Re: [PATCH v3 3/4] arm64: arm_pmu: Add support for exclude_host/exclude_guest attributes

[Date Prev][Date Next][Thread Prev][Thread Next][Date Index][Thread Index]

 



On Mon, Dec 03, 2018 at 03:04:14PM +0000, Will Deacon wrote:
> Hi Andrew,
> 
> On Thu, Nov 22, 2018 at 11:25:49AM +0000, Andrew Murray wrote:
> > Add support for the :G and :H attributes in perf by handling the
> > exclude_host/exclude_guest event attributes.
> > 
> > We notify KVM of counters that we wish to be enabled or disabled on
> > guest entry/exit and thus defer from starting or stopping :G events
> > as per the events exclude_host attribute.
> > 
> > With both VHE and non-VHE we switch the counters between host/guest
> > at EL2. We are able to eliminate counters counting host events on
> > the boundaries of guest entry/exit when using :G by filtering out
> > EL2 for exclude_host. However when using :H unless exclude_hv is set
> > on non-VHE then there is a small blackout window at the guest
> > entry/exit where host events are not captured.
> > 
> > Signed-off-by: Andrew Murray <andrew.murray@xxxxxxx>
> > ---
> >  arch/arm64/kernel/perf_event.c | 52 ++++++++++++++++++++++++++++++++++++------
> >  1 file changed, 45 insertions(+), 7 deletions(-)
> 
> I've got a cold at the moment, so it could just be that, but I struggled to
> follow the logic in this patch. Comments below.
> 
> > diff --git a/arch/arm64/kernel/perf_event.c b/arch/arm64/kernel/perf_event.c
> > index de564ae..e0619ba 100644
> > --- a/arch/arm64/kernel/perf_event.c
> > +++ b/arch/arm64/kernel/perf_event.c
> > @@ -26,6 +26,7 @@
> >  
> >  #include <linux/acpi.h>
> >  #include <linux/clocksource.h>
> > +#include <linux/kvm_host.h>
> >  #include <linux/of.h>
> >  #include <linux/perf/arm_pmu.h>
> >  #include <linux/platform_device.h>
> > @@ -647,11 +648,23 @@ static inline int armv8pmu_enable_counter(int idx)
> >  
> >  static inline void armv8pmu_enable_event_counter(struct perf_event *event)
> >  {
> > +	struct perf_event_attr *attr = &event->attr;
> >  	int idx = event->hw.idx;
> > +	u32 counter_bits = BIT(ARMV8_IDX_TO_COUNTER(idx));
> >  
> > -	armv8pmu_enable_counter(idx);
> >  	if (armv8pmu_event_is_chained(event))
> > -		armv8pmu_enable_counter(idx - 1);
> > +		counter_bits |= BIT(ARMV8_IDX_TO_COUNTER(idx - 1));
> > +
> > +	if (attr->exclude_host)
> > +		kvm_clr_set_guest_pmu_events(0, counter_bits);
> > +	if (attr->exclude_guest)
> > +		kvm_clr_set_host_pmu_events(0, counter_bits);
> 
> Hmm, so if I have both exclude_host and exclude_guest set then we'll set
> the counter in both events_host_only and events_guest_only, which is weird
> and probably not what you want.

perf_event_attr is passed from userspace, whilst the perf tool doesn't allow
you to set exclude_host and exclude_guest at the same time it's feasiable for
another user to do so. So indeed the current behaviour wouldn't be expected.

> 
> I think I'd find it easier to understand if you dropped the "only" suffix on
> the kvm masks, and you actually made the logic positive so that an event
> that counts in both host and guest has its bit set in both of the masks.
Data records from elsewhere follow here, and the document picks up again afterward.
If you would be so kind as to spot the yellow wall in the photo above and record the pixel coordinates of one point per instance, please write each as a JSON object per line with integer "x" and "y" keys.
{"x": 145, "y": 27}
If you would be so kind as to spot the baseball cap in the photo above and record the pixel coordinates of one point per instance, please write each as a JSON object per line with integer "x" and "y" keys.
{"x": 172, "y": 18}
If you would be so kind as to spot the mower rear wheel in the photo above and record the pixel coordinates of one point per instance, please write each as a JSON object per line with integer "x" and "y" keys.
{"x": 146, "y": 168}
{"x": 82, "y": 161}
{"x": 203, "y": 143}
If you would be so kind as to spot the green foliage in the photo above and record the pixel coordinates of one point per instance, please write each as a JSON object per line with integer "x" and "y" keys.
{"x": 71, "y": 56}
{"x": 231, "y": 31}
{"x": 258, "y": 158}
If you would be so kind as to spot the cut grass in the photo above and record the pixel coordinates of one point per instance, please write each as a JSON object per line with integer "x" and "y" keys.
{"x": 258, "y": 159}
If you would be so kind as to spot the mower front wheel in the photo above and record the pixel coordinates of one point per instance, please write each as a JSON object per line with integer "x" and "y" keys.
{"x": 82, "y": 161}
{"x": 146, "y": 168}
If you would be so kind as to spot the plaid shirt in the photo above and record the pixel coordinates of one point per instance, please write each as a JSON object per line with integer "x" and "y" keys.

No problem. This actually fixes a bug when multiple events are enabled.

> 
> > +
> > +	if (!attr->exclude_host) {
> > +		armv8pmu_enable_counter(idx);
> > +		if (armv8pmu_event_is_chained(event))
> > +			armv8pmu_enable_counter(idx - 1);
> > +	}
> >  }
> >  
> >  static inline int armv8pmu_disable_counter(int idx)
> > @@ -664,11 +677,23 @@ static inline int armv8pmu_disable_counter(int idx)
> >  static inline void armv8pmu_disable_event_counter(struct perf_event *event)
> >  {
> >  	struct hw_perf_event *hwc = &event->hw;
> > +	struct perf_event_attr *attr = &event->attr;
> >  	int idx = hwc->idx;
> > +	u32 counter_bits = BIT(ARMV8_IDX_TO_COUNTER(idx));
> >  
> >  	if (armv8pmu_event_is_chained(event))
> > -		armv8pmu_disable_counter(idx - 1);
> > -	armv8pmu_disable_counter(idx);
> > +		counter_bits |= BIT(ARMV8_IDX_TO_COUNTER(idx - 1));
> > +
> > +	if (attr->exclude_host)
> > +		kvm_clr_set_guest_pmu_events(counter_bits, 0);
> > +	if (attr->exclude_guest)
> > +		kvm_clr_set_host_pmu_events(counter_bits, 0);
> > +
> > +	if (!attr->exclude_host) {
> > +		if (armv8pmu_event_is_chained(event))
> > +			armv8pmu_disable_counter(idx - 1);
> > +		armv8pmu_disable_counter(idx);
> > +	}
> 
> It looks like you're relying on the perf_event_attr remaining unchanged
> between the enable/disable calls for a given event. However, I'm not
> convinced that's the case -- have you checked that e.g.
> PERF_EVENT_IOC_MODIFY_ATTRIBUTES can't rewrite the thing behind your
> back?

Even better - I can unconditionally clear the counter_bits here seeing as the
event is being disabled.

> 
> >  }
> >  
> >  static inline int armv8pmu_enable_intens(int idx)
> > @@ -943,16 +968,25 @@ static int armv8pmu_set_event_filter(struct hw_perf_event *event,
> >  	 * Therefore we ignore exclude_hv in this configuration, since
> >  	 * there's no hypervisor to sample anyway. This is consistent
> >  	 * with other architectures (x86 and Power).
> > +	 *
> > +	 * To eliminate counting host events on the boundaries of
> > +	 * guest entry/exit we ensure EL2 is not included in hyp mode
> > +	 * with !exclude_host.
> >  	 */
> >  	if (is_kernel_in_hyp_mode()) {
> > -		if (!attr->exclude_kernel)
> > +		if (!attr->exclude_kernel && !attr->exclude_host)
> >  			config_base |= ARMV8_PMU_INCLUDE_EL2;
> 
> Do you know what perf passes by default here? I'm worried that we're
> introducing a user-visible change to existing programs by changing this
> check.

When running 'perf xxx' exclude_guest is set and exclude_host is unset. And the
opposite when running 'perf kvm xxx'. So for existing users that do not use
virtualisation then there is no change.

> 
> >  	} else {
> > -		if (attr->exclude_kernel)
> > -			config_base |= ARMV8_PMU_EXCLUDE_EL1;
> >  		if (!attr->exclude_hv)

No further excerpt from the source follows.